4. Media manipulation and propaganda

Information is power, mass misinformation is even more powerful. Election riggers also use mass media, including social media, to push their agenda. The process involves mass propaganda demonizing a specific candidate or party, stocking hate to deepen existing divisions in social groups and rousing the darkest of fears in people’s collective imagination. With public media and social media platforms working on full throttle each day to spread this, voters maybe caused to vote in specific ways ahead of their preferences. Zimbabwe’s public media and ruling party functionaries on social media (popularly known as Varakashi) have implemented this strategy over almost all elections they have been available to the ruling party.

5. Voter registration and voters roll manipulation

The election, at least in theory, is ultimately decided by those who show up and vote on the day. This makes voter registration and the subsequent register of voters vital to an election, and obviously of strategic importance to the riggers.
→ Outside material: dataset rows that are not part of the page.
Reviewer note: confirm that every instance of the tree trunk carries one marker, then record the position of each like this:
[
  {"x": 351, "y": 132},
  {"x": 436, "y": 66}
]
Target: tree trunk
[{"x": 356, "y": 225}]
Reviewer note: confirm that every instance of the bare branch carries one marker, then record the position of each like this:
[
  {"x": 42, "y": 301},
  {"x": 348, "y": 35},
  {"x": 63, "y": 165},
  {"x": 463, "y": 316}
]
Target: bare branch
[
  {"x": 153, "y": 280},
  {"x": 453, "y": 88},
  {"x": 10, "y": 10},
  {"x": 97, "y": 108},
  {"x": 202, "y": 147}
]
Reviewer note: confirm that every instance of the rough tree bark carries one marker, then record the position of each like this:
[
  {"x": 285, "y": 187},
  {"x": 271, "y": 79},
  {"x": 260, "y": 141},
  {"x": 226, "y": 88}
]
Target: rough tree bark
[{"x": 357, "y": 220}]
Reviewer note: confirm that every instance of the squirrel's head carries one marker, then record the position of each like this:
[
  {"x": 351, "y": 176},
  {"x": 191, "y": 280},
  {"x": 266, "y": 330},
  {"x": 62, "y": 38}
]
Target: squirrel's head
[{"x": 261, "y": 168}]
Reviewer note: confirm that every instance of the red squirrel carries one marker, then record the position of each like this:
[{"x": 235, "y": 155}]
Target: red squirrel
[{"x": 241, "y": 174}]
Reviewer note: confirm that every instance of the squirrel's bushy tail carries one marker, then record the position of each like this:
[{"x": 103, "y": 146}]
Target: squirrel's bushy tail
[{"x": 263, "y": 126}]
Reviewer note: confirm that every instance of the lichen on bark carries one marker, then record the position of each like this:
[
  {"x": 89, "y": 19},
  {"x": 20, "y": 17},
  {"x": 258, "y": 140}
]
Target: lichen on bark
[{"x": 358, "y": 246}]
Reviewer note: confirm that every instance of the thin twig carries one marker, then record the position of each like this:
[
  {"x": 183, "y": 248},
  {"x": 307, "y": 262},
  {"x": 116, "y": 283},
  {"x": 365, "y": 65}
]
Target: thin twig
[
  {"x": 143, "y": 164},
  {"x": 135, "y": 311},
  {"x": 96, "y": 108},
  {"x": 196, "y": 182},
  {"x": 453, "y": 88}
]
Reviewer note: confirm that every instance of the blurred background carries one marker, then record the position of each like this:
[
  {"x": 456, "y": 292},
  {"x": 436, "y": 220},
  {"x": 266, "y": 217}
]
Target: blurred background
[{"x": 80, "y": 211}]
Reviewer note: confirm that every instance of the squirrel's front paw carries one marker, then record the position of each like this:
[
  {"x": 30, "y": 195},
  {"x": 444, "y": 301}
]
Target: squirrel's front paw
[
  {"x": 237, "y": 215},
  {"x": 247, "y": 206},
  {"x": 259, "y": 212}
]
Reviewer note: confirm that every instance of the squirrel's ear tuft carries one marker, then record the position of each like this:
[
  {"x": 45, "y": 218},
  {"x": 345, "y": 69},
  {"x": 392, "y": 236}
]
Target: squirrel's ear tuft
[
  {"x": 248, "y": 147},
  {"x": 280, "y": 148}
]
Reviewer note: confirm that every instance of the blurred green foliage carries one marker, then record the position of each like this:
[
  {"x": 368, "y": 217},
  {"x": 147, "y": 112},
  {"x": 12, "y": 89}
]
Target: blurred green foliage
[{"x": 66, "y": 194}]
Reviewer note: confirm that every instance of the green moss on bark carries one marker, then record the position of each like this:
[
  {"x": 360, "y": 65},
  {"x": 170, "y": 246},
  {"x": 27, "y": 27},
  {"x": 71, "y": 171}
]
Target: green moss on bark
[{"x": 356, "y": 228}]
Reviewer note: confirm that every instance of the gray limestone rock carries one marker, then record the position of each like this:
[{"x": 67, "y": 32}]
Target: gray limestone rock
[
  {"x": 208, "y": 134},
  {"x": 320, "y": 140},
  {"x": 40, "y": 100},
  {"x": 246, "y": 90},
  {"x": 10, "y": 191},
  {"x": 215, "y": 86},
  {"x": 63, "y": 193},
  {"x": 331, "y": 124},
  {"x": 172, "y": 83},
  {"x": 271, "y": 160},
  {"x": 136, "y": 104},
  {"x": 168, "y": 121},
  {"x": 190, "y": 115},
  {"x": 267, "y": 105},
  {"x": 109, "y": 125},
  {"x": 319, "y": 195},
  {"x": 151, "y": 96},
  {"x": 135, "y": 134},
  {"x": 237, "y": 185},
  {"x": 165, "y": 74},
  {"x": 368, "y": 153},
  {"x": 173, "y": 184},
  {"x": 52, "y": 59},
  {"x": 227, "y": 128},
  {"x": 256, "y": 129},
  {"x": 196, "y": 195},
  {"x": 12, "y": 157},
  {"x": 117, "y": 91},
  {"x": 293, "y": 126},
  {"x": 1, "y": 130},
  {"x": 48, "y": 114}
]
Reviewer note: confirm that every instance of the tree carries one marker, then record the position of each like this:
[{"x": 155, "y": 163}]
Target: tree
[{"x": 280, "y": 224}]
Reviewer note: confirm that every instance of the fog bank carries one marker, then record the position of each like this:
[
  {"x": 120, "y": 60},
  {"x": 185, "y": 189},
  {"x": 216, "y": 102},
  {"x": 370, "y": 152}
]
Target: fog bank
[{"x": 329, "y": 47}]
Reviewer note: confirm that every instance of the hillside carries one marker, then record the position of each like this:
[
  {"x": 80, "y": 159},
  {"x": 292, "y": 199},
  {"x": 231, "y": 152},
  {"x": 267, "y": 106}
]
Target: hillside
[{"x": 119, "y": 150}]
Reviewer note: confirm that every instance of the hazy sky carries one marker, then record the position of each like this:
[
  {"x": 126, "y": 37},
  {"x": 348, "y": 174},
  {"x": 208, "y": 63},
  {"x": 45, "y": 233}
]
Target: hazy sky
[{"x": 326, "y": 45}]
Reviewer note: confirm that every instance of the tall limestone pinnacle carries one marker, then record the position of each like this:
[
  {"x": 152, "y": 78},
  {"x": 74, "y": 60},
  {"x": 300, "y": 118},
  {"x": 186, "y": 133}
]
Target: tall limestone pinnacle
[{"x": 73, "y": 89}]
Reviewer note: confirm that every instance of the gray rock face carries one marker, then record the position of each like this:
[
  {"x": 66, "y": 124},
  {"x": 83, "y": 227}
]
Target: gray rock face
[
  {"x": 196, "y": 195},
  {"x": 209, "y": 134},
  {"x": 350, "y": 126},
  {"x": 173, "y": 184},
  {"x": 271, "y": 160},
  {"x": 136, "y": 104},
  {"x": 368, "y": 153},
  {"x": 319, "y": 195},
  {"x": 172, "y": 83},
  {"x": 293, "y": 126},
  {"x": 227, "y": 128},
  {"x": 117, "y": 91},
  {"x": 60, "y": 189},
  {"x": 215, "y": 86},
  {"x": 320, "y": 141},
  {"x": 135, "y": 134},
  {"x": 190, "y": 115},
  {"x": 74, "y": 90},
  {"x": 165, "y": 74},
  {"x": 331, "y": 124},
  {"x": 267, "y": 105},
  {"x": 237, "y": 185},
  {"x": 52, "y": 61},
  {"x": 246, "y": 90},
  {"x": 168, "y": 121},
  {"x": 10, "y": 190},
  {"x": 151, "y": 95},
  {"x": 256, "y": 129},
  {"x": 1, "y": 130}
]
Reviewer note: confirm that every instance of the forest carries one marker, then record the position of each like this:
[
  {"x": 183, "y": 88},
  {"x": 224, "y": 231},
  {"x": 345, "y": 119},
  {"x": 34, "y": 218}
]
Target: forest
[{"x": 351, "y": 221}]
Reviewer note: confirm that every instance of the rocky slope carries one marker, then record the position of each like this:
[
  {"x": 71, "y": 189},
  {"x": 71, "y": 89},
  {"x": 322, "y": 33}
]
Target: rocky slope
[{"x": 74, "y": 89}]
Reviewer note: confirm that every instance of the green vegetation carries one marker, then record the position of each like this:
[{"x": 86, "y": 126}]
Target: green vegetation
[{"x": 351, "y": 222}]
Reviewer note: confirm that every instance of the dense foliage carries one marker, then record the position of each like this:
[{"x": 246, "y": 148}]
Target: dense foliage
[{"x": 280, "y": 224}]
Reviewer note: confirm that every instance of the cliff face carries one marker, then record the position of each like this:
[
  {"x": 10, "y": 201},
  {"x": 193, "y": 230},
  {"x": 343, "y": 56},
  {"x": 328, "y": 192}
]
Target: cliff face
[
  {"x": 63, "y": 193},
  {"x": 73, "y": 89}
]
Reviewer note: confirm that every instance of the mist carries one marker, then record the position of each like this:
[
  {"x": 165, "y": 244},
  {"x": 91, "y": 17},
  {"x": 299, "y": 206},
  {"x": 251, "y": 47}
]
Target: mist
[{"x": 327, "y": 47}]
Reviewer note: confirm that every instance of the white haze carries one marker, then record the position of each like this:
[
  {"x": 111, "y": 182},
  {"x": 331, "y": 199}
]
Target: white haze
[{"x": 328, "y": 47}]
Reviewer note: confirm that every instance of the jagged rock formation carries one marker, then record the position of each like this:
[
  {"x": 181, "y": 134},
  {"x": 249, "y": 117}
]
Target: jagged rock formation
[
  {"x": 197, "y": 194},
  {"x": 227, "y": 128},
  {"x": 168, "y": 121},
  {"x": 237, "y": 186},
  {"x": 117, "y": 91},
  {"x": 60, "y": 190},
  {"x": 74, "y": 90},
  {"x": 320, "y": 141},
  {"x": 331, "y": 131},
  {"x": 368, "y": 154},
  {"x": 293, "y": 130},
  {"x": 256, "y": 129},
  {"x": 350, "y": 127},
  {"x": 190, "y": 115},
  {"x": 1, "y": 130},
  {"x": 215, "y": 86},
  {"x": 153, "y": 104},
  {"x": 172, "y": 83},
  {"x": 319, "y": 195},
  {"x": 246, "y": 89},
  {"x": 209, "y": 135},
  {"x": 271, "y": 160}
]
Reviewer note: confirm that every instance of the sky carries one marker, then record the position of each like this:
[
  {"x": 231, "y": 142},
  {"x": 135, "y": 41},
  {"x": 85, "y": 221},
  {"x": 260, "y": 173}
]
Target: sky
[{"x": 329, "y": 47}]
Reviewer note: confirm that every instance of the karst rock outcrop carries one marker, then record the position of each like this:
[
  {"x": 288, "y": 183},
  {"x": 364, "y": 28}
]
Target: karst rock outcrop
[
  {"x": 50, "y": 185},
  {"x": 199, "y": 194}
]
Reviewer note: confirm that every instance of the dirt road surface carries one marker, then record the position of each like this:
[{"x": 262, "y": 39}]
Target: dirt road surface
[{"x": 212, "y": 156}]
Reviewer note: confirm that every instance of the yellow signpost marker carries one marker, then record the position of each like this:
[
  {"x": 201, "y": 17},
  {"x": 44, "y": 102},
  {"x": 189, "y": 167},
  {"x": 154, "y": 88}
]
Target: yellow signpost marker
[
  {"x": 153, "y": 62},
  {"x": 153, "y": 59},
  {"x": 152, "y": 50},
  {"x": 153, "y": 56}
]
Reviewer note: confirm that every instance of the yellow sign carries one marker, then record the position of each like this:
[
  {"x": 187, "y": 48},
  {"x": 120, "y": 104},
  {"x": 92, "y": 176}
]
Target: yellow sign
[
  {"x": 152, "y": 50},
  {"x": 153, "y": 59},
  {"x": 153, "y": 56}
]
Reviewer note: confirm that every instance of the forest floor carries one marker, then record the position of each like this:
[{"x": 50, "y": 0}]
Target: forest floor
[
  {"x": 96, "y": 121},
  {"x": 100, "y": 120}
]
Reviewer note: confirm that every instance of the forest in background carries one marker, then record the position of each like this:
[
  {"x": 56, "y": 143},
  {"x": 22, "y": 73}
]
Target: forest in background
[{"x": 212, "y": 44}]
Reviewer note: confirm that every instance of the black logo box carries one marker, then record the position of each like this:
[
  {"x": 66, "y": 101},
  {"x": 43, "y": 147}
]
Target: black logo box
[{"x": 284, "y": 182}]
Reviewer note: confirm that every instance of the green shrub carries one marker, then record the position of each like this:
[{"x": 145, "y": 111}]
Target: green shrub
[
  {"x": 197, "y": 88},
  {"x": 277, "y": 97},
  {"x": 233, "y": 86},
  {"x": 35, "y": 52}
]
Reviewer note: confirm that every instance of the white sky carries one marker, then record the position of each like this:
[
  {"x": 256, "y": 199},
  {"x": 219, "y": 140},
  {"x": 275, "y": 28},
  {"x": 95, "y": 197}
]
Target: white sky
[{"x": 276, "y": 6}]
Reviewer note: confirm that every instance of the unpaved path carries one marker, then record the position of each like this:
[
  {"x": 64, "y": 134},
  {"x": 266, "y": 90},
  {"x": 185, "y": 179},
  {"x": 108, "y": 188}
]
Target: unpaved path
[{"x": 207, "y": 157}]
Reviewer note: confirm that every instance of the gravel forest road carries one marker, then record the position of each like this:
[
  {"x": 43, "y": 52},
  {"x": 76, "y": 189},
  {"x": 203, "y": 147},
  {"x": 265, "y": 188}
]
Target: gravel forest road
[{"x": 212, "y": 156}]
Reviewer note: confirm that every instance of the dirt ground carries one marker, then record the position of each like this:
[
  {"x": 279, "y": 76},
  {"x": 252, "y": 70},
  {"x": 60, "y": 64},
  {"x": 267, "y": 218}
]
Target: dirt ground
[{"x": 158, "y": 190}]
By suppressing voter registration in perceived opposition strongholds and enforcing massive registration in its own, the ruling party can guarantee the creation of a voters roll which gives it a majority in the presidential, parliamentary and local authorities elections. Zimbabwe’s elections are now polling station based meaning that voter registration and the voters roll can be scientifically analysed and manipulated to provide a predetermined outcome without beating a single person. This is an important area of manipulation hence ZEC has been very vociferous in its denial of making the document available to election stakeholders. This already points to ongoing rigging of elections whose outcome will be announce following a ‘smooth’ election day event.

Dear reader, election rigging is a complex affair and the riggers will not rely on just one of these strategies but rather a cocktail. It involves so many pieces and intrigues that it cannot be summarized effectively into a single write up like this. The purpose however is to contribute to public debate on the quality of our elections. By exposing as many as possible the sites and methods of rigging, we also enhance our collective awareness and ability to try and counter them. Ultimately free, fair and credible elections are important to the winners so they get legitimacy and also for national development, unity and security. A rigged election is a poisoned chalice, in the long term it kills the riggers!